Friendship comes in many forms. It seeps out of drunken conversation and screaming karaoke. It rings on Skype from halfway around the world. It follows both laughter and tears. But in its most piercing form, friendship comes from the locations we expats temporarily call home, and it’s often subtle, quiet and profound. We’ve all got relationships with Korea: Some are one-sided, some are abusive, others are great and last a lifetime. But we all know Korea and, no matter what we think of her, she shapes us every day. She’s a friend who helps you find yourself, whether you’re asking for it or not. For me, it took a two-day trek up a famed and unforgiving mountainside for me to reconcile this long-lost kinship.
The base of Koreaís spine
Jirisan holds a special place in the hearts of Koreans. Located at the southern tip of the Baekdudaegan mountain range, the spine of the peninsula that runs from Jirisan in the south to the border with China, this tail end is considered one of the three most important in the country — the Holy Grail of Korean hiking. Nestled in South Korea’s largest and oldest national park, Jirisan is also a true natural wonderland. With deep river valleys, towering peaks and infamous (read: excruciating) trails to hike for days on end, this was the formidable challenge I needed to undertake. It wasn’t a lazy Sunday afternoon decision either: Coordinating logistics, booking shelters and packing enough food and gear for a multi-day trek is no simple matter. A trip through Jirisan requires planning and a lot of mental stamina, but it was just what I needed — my personal “Heart of Darkness” (1899). This was as much about conquering Korea as it was about myself, and it came at the perfect time.

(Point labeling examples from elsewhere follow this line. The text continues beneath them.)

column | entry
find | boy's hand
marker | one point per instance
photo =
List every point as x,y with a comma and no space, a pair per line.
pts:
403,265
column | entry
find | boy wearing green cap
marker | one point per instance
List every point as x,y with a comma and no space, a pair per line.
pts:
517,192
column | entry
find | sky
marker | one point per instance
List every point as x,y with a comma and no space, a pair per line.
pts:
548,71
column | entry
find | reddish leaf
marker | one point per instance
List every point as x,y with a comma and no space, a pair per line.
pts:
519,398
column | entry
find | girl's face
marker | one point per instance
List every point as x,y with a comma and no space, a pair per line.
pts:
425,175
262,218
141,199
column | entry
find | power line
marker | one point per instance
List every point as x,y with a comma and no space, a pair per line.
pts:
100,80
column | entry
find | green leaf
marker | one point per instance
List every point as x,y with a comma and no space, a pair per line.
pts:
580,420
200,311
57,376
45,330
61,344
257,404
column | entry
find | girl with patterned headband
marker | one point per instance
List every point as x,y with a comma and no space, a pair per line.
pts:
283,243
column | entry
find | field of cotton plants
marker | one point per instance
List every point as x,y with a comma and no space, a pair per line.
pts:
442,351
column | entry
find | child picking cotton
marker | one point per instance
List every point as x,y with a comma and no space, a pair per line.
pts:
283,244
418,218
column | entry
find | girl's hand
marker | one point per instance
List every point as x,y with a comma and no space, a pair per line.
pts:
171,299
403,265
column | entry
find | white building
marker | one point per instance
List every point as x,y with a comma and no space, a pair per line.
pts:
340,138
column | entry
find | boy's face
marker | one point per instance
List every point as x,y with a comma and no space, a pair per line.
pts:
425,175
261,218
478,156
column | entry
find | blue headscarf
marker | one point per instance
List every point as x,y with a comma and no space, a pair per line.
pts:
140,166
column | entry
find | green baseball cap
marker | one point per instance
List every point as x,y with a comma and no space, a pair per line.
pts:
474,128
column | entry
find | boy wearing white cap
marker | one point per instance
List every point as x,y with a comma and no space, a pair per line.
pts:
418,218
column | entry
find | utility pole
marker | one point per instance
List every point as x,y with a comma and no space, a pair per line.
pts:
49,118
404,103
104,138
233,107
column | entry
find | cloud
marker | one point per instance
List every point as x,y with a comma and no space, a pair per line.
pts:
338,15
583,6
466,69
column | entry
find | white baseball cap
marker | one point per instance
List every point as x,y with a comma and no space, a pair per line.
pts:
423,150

At that point in my life, I was at a sort of crossroads in my relationship with Korea. As a recent returnee, coming back to the peninsula presented a new array of issues: Friends had moved on, and I wasn’t sure if my previously well-established life now needed to be rebuilt or completely remade. Was she going to welcome me back? Was the ROK still my friend? My return reignited a whole series of emotions and habits that had been missing while I’d been away, but with sudden brutish ease they were all coming back. It took me a few months to settle in and find my niche again, and then once more the world got smaller. The bubble started to build.
Herein lies a troubling and near-unavoidable issue that many expats will face, regardless of how long they stay: the waygukin (foreigner) bubble. The first time around, Korea herself became so familiar and comfortable that by the time I left I had to question what I’d really gotten from her, or rather, what she’d gotten from me. She’d been kind, but had I returned the favor? She’d accepted me with open arms and few questions, but I was leaving with angst, confusion and a lack of compassion for her vulnerability.
This balancing act is something many foreigners inevitably struggle with, and more often than not we become complacent and allow the expat bubble to stifle our connection with whatever region we happen to find ourselves in. Aware of this, I’ve tried to reconnect with Korea and have now found that she talks to me the most when we’re in private, when it’s just her and I in nature.
Speechless at the summit
Back on the ridge in the dark, it was getting sticky, and daydreaming wasn’t helping me get through this last stretch. I needed focus. Looking around, I felt like my appreciation for this mountain had all but evaporated under a guise of extreme discomfort, both physically and mentally. But with every burning step I took I knew it was a race, not only against my swirling emotions, but against the clock as well. Using my rudimentary Korean — and the ranger’s even more basic English — I’d gathered the hike up from Chibatmok Shelter would take around three hours. Dawn would break at 5:30, so leaving at 2:30 seemed appropriate, but with no watch other than my mobile in my pack, I had to keep on. With every metal stair and every boulder, every misstep, the anticipation was building. Like that feeling you get when you leave for the airport or reunite with old friends: half nerves, half excitement.
And so, just after 5 a.m., I reached the peak. The wind was relentless. The stars were plentiful. (Did you know Korea had stars?) I was the first person to reach the peak that day, and for a few short, fleeting moments I was completely alone with my friend Korea. There wasn’t much said — I could barely catch my breath — but I stopped being afraid and was just content.
As I sat down to recuperate, I was treated to one of the most spectacular sunrises I have ever seen. Looking down on the horizon, I was taller than the sun, and I felt like it too. I’d never really believed in the curative powers of physical exertion, but on that morning, despite my broken body, I felt refreshed and light.
That sunrise was a thank you, a token of appreciation for having taken the time to seek out a long-lost friend. It was the start of something new, something I’d been missing. And in the end it was I who was thankful.
Jirisan is a massive park, spanning three provinces with countless trailheads. For the course mentioned here (heading west from Daewonsa Temple), get to Jinju then take one of the hourly buses for Daewonsa where the Yupyeong course begins. Camping is prohibited in the park, so for multi-day treks you’ll need to book a shelter online at the Korea National Park Service website (english.knps.or.kr). Also, there are absolutely no facilities once on the trail other than the shelters — bringing in your own food and gear is essential. Come prepared, leave humbled.